Ningún animal, aunque tenga manos, como los simios o el oso, sabe apoderarse
del fuego ni tocarlo ni cogerlo del suelo, arrancarlo de las piedras,
encenderlo, ablandar con él los metales, mover los montes, cocer los alimentos
y hacer truenos y rayos como Dios los hace en el aire, y así lo hace el hombre
con la artillería, y aquella cosa maravillosa de hacer de noche día con las
velas y todos esos accesorios de manera tan admirable, y así hace uso del fuego
como de una cosa ruin en relación con él (…).
Pero la astronomía
muestra al hombre celestial, pues mira hacia arriba y mide la magnitud de las
estrellas, enumera los movimientos, Y aquellos que no ve, los finge con
epiciclos y con excéntricas, y echa unas cuentas tan ajustadas como si no sólo
fuese el conocedor, sino el artífice del cielo; y en tal variedad de opiniones
sobre el modelo y los principios de las cosas se muestra su divinidad, que por
tantos caminos se dirige al conocimiento del Creador. Y, cosa magnífica, ha
hallado cuándo se producen los eclipses de los astros y los predice muchos
siglos antes de que se produzcan, así como las conjunciones y los aspectos de
todas las estrellas, y sus naturalezas y sus nombres, y las de los cometas, y
sus significados y sus influjos, lo que producen en la tierra, en el aire y en
el agua, los tiempos de los solsticios y de los equinoccios, y sus mutaciones,
y los apogeos y excentricidades que se consiguen en el crisol.
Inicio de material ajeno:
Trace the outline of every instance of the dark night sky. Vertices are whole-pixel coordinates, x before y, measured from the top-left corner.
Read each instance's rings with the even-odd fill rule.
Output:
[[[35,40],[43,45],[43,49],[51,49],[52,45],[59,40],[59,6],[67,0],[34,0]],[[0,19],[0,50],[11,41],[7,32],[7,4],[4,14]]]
Y, cuando Dios varía
algo en el cielo, el hombre acude y anota sus anomalías e irregularidades, y
siempre hace nuevas tablas e índices de cosas lejanísimas, y argumenta sobre la
muerte y la vida no sólo del hombre, sino de los animales, de las repúblicas,
de los reinos, e incluso del propio mundo que debe perecer por el fuego.
Todos los animales están
dentro del vientre del mundo, y el hombre está en ellos, como gusanos dentro
del vientre de un animal, pero sólo los hombres advierten lo que es ese segundo
gran animal, y sus principios, cursos, vida y muerte. De modo que el hombre no
está sólo como un gusano, sino como admirador y lugarteniente de la primera
causa, arquitecto de todas las cosas. Además de eso, el hombre se comunica con
los ángeles, con los demonios y con el Señor Dios; y negarlo es insolencia,
como si alguien negase que existe Roma por no haberla visto nunca, y como negar
que en el mundo haya existido César o Alejandro porque no estuvo en su tiempo;
y así, con tantos milagros y con la vida propia, lo creen todas las gentes, y
es una gran falsedad la de Aristóteles, que niega a los ángeles y a los
demonios.
Fuente:
T. Campanella, “La naturaleza del hombre” (fragmentos de De sensu rerum et magia), en Eugenio Garin, El renacimiento italiano. Barcelona, Ed. Ariel, 1986, pp. 73-76.